Just when you thought things couldn't get better, they did. Get used to it.

Just when you thought things couldn't get better, they did. Get used to it.

Sweet Potato Bacon Hash

So you’ve made any one (or two) of the delicious bacon works of art featured on this site. Maybe you’ve even got a bowl of maple bacon frozen custard for dessert. But still, it’s somehow…lacking. You want more. You’re suffering from a textbook case of Not Enough Bacon Damn It Syndrome, a silent killer that affects millions of bacon enthusiasts worldwide. The cure? Eat more bacon. Now, before you go fry up a bucketful of bacon and eat it with a shovel, remember, bacon is art. First, try this Sweet Potato Bacon Hash as a side dish to supplement your bacony needs. Then eat a bucketful of bacon.


  • 2 garnet yams, diced
  • Olive oil
  • Salt
  • 6 slices thick cut bacon, chopped
  • 1 large onion, diced
  • 2 Granny Smith apples, cored and diced
  • 4 scallions, white and green parts separated and thinly sliced
  • 1/2 cup toasted pumpkin seeds
  • Large bowl
  • Large frying pan
  • Baking sheet


  1. Preheat the oven to 400 °F.
  2. In a large bowl, add the sweet potatoes, drizzle with olive oil and sprinkle with salt, to taste. Toss to coat and arrange them on a baking sheet.
  3. Roast the sweet potatoes until they are soft but not mushy, about 10 to 15 minutes.
  4. Remove from the oven and set aside.
  5. Coat a large frying pan with olive oil.

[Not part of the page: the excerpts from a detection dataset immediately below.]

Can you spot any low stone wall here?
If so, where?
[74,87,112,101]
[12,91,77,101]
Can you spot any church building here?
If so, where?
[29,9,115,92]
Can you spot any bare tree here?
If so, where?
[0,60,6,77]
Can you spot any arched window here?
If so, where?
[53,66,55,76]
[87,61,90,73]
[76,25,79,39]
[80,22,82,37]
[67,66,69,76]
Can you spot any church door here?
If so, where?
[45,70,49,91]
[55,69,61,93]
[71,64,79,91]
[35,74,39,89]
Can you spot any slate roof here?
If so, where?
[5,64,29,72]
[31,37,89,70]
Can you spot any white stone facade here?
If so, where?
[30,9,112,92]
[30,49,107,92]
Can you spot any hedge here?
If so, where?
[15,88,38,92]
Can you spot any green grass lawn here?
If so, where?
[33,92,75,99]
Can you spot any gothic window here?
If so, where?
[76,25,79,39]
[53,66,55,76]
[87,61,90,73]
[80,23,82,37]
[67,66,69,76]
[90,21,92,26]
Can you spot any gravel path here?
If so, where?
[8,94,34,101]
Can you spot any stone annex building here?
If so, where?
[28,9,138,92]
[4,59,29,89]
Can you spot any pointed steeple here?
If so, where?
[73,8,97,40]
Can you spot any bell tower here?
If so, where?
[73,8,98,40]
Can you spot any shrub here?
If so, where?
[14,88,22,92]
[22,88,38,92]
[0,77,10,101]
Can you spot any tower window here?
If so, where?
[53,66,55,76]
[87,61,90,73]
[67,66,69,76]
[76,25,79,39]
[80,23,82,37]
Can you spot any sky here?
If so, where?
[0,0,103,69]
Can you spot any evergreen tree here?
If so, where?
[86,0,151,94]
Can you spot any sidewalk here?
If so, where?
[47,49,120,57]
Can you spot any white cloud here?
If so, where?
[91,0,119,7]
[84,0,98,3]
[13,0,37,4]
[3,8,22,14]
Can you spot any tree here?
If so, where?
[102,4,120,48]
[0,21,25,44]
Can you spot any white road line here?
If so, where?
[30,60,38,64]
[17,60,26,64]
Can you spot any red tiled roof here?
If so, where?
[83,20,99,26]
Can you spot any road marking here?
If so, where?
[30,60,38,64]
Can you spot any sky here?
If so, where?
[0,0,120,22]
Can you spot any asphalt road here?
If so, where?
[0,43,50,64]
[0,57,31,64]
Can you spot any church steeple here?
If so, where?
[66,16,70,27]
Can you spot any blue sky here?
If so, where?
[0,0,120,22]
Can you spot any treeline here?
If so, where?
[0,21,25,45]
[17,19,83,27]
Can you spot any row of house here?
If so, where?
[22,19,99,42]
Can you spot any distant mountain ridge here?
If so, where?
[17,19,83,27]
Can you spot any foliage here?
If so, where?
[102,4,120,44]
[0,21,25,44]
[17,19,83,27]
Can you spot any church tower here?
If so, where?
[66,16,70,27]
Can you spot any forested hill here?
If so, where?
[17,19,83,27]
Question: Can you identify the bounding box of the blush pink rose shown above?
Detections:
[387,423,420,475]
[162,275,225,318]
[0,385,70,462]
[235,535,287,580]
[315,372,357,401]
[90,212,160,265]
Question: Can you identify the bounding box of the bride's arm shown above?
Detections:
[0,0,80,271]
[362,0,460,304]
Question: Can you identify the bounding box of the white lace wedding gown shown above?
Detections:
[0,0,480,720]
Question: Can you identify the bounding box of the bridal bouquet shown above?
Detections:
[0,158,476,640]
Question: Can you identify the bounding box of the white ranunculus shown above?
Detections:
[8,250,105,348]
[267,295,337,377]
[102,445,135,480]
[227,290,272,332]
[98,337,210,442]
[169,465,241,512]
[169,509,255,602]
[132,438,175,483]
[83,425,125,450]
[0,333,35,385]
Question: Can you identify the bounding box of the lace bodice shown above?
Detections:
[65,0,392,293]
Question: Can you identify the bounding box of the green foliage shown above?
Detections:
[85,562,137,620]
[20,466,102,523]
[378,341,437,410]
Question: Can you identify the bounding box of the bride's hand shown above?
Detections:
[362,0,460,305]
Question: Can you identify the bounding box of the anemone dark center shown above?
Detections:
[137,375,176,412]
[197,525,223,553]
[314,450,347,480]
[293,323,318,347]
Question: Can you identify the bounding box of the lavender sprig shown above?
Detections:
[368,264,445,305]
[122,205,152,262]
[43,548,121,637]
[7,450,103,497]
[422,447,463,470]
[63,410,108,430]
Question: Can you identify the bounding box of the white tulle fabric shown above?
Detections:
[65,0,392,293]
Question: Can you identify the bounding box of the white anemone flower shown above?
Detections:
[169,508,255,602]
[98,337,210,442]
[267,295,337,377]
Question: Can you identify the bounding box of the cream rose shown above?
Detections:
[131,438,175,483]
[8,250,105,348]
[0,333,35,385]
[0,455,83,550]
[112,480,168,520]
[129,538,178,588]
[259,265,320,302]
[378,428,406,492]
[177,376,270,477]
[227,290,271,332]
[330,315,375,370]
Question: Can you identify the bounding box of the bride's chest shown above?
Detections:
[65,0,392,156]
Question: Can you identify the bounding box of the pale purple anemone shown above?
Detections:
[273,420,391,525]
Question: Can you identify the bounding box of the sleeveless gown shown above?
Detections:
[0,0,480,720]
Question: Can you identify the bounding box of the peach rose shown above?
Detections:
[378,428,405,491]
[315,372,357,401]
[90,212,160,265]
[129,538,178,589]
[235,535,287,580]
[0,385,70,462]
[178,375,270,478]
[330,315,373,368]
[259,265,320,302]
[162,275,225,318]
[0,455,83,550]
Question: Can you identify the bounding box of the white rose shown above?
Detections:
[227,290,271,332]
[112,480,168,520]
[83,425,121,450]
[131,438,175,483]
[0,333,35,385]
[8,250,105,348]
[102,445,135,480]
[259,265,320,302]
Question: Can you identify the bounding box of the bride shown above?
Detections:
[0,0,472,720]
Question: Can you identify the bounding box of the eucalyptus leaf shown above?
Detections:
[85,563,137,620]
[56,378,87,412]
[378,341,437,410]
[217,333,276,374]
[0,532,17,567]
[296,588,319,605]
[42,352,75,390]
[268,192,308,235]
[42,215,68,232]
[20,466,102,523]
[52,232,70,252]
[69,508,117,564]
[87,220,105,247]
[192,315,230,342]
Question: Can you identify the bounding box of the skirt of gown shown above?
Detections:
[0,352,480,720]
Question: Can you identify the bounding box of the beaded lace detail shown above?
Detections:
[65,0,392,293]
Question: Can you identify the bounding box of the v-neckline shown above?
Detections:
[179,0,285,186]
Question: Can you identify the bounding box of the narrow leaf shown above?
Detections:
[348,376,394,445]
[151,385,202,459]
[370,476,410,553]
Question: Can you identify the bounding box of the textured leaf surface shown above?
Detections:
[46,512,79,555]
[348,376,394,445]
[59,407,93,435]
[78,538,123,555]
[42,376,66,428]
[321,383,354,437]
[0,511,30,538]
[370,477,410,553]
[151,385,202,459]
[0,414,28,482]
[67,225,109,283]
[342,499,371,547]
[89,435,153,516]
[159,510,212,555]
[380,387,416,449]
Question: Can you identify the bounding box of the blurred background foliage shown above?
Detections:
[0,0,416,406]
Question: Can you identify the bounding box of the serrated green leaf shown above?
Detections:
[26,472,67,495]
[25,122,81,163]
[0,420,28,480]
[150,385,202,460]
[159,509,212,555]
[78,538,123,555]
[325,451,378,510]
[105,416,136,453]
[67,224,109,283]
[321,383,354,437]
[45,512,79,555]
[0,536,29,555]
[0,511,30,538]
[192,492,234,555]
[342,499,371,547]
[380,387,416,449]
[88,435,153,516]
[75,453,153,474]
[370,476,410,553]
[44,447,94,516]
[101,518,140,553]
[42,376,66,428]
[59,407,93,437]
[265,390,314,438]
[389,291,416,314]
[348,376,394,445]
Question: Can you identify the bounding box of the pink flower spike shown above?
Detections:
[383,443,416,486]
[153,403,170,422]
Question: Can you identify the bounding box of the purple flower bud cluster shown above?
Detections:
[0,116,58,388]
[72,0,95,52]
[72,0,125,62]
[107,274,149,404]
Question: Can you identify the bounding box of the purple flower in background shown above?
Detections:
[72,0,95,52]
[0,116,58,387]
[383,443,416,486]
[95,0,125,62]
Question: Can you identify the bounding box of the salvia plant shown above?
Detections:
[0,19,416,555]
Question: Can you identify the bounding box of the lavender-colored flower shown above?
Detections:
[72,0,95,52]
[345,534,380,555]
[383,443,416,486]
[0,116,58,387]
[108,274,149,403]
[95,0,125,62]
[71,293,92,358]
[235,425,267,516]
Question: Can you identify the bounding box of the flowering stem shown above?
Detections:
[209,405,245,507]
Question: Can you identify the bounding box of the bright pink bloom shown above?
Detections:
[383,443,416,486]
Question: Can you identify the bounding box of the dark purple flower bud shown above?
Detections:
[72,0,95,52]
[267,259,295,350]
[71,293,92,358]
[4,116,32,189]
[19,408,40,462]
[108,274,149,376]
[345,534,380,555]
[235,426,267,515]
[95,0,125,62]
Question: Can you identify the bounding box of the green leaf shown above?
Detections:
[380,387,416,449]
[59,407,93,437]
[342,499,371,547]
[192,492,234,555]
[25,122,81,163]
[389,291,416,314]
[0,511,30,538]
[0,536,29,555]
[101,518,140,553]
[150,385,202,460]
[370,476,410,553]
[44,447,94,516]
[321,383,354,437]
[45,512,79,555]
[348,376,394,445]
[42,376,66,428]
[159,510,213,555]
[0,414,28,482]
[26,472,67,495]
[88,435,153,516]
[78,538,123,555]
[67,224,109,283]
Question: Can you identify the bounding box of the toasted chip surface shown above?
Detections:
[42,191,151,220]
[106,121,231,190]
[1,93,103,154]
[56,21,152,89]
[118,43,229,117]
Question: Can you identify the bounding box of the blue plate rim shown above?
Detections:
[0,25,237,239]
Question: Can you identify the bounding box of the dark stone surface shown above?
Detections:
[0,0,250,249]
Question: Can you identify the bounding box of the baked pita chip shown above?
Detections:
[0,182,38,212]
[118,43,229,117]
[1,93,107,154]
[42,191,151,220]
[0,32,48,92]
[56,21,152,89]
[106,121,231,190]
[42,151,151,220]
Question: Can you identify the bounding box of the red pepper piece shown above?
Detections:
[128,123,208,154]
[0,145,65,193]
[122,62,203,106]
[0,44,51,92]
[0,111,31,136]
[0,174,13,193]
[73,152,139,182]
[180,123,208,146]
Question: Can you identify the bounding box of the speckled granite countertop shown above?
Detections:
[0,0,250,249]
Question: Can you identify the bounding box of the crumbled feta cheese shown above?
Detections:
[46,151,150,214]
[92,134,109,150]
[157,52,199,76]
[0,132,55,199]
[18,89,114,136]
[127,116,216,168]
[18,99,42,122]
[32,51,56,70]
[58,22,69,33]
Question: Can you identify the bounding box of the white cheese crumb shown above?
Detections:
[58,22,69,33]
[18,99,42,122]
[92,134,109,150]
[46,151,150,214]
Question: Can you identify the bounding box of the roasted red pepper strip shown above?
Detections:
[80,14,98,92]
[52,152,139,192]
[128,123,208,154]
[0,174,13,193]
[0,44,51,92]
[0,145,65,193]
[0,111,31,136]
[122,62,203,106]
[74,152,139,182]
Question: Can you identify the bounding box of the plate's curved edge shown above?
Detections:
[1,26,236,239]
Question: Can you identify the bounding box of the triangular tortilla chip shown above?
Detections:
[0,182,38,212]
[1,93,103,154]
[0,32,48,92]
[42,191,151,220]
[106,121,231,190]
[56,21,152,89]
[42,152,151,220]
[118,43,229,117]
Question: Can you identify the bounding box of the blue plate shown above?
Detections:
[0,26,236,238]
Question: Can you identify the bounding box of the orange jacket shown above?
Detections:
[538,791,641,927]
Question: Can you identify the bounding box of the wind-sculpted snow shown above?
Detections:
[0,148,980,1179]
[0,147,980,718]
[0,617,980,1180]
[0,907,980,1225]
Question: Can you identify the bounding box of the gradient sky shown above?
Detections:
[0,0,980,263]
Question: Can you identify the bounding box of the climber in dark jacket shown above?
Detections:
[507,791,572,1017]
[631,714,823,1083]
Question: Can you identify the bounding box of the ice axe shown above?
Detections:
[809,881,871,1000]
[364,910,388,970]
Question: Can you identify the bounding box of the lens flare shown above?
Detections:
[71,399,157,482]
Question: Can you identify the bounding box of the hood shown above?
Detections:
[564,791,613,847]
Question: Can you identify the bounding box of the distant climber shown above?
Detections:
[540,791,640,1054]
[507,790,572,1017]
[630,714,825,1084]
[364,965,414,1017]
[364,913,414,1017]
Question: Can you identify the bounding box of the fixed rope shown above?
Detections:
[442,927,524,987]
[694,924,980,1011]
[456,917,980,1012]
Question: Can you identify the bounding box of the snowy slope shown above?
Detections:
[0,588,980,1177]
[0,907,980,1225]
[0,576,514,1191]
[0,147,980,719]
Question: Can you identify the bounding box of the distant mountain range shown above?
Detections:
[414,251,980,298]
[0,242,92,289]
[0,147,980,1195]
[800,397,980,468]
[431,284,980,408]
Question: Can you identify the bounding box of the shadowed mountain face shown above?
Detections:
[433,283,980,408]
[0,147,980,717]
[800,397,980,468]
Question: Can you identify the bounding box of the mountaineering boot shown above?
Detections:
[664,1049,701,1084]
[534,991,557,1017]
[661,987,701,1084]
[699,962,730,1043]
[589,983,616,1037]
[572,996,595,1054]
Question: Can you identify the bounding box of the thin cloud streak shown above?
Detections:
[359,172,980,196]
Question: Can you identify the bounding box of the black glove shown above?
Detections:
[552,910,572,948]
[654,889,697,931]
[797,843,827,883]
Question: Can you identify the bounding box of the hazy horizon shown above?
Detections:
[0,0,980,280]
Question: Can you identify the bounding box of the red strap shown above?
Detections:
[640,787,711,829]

Add the bacon and put the pan over medium heat.
  6. When the bacon has started to get crispy and brown, add the onions, season with salt and saute until the onions are very soft.
  7. Add the apples and the scallion whites and saute for 3 to 4 minutes.
  8. Stir in the sweet potatoes, and saute until the sweet potatoes are cooked through and starting to become crispy, about 7 to 8 minutes.
  9. Transfer to a serving platter and garnish with the scallion greens and pumpkin seeds.